You can view the cluster configurations created in the domain in the Connections tab in Informatica Administrator (the Administrator tool).
    1Click Select Cluster Configuration.
    2Select the cluster configuration to use to connect to the Hadoop cluster from the menu.
    3Select the Enable Cluster Configuration checkbox to enable the collector to collect data from the cluster.
    4To connect to a secure cluster, click TLS Enabled, and then specify the path and password for the cluster truststore file.
    5Click Save to save the configuration.

Configure the Collector Schedule

You can configure a custom schedule for the collector. The schedule you create overrides the default collector schedule.
Enter the following properties:
Property
Description
Repeats
The interval at which to repeat collection.
Repeats Frequency
The frequency at which to perform collection.
The frequency is based on the repetition value you select.
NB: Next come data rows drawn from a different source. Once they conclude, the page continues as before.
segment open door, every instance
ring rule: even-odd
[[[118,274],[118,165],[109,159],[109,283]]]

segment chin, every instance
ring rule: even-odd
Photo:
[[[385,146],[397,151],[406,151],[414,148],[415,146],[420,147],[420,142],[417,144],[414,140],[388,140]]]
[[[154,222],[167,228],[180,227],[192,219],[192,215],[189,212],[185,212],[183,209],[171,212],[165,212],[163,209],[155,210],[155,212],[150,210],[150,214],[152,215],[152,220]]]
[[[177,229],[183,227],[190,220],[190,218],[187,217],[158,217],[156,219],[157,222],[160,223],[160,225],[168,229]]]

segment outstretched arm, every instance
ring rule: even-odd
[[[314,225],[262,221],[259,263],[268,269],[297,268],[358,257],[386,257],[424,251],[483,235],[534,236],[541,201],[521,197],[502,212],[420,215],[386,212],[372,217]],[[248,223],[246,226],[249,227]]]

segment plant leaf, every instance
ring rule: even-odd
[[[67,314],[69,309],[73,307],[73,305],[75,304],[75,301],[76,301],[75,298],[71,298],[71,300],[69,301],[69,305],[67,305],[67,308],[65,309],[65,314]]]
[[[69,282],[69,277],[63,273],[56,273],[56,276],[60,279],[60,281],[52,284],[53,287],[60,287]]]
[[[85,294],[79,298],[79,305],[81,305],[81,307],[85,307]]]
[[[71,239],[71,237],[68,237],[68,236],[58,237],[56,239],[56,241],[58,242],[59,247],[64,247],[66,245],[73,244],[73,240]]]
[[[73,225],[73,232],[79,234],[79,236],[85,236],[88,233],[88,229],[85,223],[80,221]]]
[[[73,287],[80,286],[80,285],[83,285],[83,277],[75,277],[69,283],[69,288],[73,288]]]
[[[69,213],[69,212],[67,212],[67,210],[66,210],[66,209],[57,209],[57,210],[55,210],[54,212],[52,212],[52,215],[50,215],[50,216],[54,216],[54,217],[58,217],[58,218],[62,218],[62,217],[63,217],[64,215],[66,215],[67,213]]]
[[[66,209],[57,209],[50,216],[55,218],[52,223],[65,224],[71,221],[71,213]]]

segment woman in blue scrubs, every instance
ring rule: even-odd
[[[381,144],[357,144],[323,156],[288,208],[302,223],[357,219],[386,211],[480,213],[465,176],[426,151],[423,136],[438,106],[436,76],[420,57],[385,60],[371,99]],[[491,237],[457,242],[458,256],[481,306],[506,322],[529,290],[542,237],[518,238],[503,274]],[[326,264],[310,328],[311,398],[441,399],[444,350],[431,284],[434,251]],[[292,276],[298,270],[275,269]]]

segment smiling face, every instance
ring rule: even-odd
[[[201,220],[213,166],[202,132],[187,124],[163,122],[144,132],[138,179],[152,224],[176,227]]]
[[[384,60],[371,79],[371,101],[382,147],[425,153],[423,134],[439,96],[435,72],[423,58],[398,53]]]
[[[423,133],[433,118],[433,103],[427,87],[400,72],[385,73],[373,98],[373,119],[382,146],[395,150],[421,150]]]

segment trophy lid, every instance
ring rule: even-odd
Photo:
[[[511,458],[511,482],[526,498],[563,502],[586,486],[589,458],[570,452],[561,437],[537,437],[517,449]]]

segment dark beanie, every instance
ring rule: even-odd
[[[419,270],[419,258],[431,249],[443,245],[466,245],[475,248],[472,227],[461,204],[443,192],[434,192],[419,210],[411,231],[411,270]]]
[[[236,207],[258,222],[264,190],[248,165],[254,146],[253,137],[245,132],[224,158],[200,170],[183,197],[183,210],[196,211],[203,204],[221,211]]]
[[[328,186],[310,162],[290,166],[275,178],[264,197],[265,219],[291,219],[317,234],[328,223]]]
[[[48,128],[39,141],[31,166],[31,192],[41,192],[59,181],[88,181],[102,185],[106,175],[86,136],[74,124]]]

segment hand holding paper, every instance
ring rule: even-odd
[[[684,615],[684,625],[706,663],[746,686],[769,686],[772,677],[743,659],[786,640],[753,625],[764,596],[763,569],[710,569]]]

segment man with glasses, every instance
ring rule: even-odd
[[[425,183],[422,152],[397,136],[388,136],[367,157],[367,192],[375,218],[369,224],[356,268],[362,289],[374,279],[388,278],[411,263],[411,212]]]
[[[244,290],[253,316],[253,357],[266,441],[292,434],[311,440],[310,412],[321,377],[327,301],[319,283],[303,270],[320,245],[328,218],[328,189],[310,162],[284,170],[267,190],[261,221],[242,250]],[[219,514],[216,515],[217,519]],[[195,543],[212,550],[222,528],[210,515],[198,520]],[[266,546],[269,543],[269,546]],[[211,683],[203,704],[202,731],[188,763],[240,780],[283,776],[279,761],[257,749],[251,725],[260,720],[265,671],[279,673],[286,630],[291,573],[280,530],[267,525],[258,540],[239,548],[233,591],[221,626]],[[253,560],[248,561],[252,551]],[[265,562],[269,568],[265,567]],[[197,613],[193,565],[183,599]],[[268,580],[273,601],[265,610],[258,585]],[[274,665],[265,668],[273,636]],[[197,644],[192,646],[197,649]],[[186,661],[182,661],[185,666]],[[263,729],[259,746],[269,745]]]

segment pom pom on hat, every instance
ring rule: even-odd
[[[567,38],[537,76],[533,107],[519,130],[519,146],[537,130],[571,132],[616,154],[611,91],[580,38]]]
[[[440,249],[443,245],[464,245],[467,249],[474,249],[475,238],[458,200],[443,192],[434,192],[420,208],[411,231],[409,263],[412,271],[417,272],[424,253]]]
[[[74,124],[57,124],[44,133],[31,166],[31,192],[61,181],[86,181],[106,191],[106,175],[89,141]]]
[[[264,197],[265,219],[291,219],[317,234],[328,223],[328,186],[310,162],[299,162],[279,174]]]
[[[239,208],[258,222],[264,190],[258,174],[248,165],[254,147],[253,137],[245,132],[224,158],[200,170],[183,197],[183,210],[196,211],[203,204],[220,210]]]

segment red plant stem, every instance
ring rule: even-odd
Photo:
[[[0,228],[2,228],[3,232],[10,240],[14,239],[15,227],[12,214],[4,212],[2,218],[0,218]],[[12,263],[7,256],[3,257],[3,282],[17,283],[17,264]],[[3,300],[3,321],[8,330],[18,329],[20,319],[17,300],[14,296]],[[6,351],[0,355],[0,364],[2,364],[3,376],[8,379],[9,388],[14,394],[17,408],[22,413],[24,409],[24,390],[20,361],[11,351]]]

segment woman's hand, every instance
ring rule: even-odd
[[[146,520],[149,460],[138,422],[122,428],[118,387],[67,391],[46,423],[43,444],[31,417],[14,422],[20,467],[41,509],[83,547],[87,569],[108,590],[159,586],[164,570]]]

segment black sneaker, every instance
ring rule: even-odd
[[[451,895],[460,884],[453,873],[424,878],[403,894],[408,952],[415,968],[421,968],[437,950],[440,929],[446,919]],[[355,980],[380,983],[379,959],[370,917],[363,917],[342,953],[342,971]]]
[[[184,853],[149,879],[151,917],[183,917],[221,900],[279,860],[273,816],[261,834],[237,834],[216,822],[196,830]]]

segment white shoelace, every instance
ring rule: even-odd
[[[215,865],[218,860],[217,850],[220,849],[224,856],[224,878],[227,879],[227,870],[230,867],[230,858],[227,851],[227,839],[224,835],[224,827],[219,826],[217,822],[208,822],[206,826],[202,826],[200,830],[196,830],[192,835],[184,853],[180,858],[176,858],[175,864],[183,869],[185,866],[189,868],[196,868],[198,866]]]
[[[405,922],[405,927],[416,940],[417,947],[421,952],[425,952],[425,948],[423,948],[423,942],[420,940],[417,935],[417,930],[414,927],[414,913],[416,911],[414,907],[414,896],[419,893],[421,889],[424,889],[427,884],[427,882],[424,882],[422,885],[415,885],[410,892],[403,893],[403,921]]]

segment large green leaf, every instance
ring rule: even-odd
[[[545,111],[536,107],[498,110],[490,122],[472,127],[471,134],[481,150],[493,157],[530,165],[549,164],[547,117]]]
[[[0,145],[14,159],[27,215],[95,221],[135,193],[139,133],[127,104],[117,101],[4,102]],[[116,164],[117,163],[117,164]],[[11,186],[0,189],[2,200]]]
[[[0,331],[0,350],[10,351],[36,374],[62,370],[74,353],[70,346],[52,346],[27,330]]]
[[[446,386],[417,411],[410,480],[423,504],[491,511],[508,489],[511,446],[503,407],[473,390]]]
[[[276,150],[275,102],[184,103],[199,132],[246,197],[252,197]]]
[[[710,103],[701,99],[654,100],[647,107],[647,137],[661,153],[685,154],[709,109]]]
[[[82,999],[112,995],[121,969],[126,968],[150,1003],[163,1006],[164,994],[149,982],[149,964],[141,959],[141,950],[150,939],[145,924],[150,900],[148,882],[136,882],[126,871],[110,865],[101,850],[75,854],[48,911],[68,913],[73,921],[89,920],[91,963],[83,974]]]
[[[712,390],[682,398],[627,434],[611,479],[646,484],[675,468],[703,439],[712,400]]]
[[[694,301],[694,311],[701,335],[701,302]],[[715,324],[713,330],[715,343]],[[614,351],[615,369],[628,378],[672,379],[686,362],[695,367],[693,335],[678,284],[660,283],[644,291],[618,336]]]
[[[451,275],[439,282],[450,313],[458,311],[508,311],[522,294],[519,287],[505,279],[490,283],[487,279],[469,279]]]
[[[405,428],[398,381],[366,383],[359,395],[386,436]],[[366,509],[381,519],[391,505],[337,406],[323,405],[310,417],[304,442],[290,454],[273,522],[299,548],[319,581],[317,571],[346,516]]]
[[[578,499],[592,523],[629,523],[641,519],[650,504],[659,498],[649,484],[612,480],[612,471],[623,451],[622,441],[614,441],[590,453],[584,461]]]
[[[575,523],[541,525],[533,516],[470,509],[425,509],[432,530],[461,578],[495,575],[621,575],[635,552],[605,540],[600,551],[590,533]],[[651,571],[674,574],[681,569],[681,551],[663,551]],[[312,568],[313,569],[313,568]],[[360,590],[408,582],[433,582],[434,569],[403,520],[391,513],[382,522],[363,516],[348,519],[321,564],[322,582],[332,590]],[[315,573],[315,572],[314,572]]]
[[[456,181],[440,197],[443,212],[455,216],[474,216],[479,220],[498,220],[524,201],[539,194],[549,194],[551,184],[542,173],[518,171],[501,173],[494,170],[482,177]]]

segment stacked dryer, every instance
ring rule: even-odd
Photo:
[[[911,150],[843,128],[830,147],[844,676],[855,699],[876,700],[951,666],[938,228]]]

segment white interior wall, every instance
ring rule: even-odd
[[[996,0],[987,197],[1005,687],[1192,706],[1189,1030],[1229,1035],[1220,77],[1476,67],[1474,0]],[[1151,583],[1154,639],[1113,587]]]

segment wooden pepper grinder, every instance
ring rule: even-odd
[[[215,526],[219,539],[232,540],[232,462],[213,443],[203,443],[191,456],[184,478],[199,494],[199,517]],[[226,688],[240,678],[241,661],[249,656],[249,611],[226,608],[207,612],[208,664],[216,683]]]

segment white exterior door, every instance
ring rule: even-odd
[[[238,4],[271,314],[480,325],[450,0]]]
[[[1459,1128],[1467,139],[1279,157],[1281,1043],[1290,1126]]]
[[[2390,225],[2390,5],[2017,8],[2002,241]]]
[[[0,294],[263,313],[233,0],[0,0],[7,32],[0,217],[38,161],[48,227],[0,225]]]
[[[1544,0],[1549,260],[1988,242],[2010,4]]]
For example, to collect data every two hours, select Hourly as the repetition, and then set the frequency value to 2.
Starts on
The date and time the custom schedule takes effect.
Timezone
The timezone the schedule is based on.

Connecting to a cluster secured using Kerberos authentication

If the Data Engineering Integration collector collects analytics from a cluster secured using Kerberos authentication, you must add custom Kerberos properties to the configuration for the Secure Agent the Data Engineering Integration domain uses.
To find the Secure Agent the collector uses,
    1Log in to Operational Insights.
    2Select the domain, and then click the Details tab.
    3Locate the name of the Secure Agent the domain uses in the Secure Agent Group property.
    4Click Secure Agents in the left hand navigation bar.
    5Select the Secure Agent, then click Manage.
    The Details page for the Secure Agent opens in the Administrator application.
    6Click Edit.
    7Click the + symbol next to a property in the Custom Configuration section of the page to add a new custom property.
    8For each property, select OpsInsights Data Collector from the Service menu, and then select OpsInsights from the Type menu.
    9Enter the following custom properties. The table below describes the properties to add:
    Name
    Value
    kerberosPrincipal
    The Service Principal Name (SPN) assigned in Active Directory to the user that runs Data Integration Service jobs on the cluster.
    kerberosKeyTabFile
    The path and file name of the keytab file on the node where the Secure Agent runs.
    On both Linux and Windows hosts, specify the value as follows:
    /<Secure Agent installation directory>/<file name>.keytab
    kerberosConfFile
    The path to the krb5.conf file on the node where the Secure Agent runs.
    On both Linux and Windows hosts, specify the value as follows:
    /<Secure Agent installation directory>/krb5.conf
    10Click Save.